Day 2 operations come into play after the initial installation of an OpenShift cluster. These operations involve a series of essential settings and configurations that prepare your cluster for developers’ deployments. By performing these tasks, you ensure that the cluster remains healthy, secure, and efficient. Key activities include monitoring and logging, scaling resources, managing backups and recovery, enhancing security, optimizing resource allocation, and maintaining network configurations. These steps are crucial for maintaining the overall stability and performance of your OpenShift environment, making it ready for seamless development and deployment activities.

Five Essential Day 2 Operations

In this blog, we are diving into five essential Day 2 operations that every OpenShift admin should implement after completing their cluster installation. These tips will help you optimize and maintain your OpenShift environment like a pro!

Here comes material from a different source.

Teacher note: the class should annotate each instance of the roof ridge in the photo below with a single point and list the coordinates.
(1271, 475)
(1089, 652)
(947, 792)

Disabling the self provisioning in OpenShift 4

OpenShift gives admins the power to control who can access resources and how they do it. This is managed through the RBAC (Role-Based Access Control) mechanism. One handy feature is self-provisioners, which lets you decide which groups or users can create new projects. However, as a Day 2 operation, it is wise to restrict developers from provisioning new projects without oversight. Disabling self-provisioners offers several benefits: it helps you maintain control over resource creation, monitor usage, and prevent resource limits from being exceeded, which could negatively impact other namespaces.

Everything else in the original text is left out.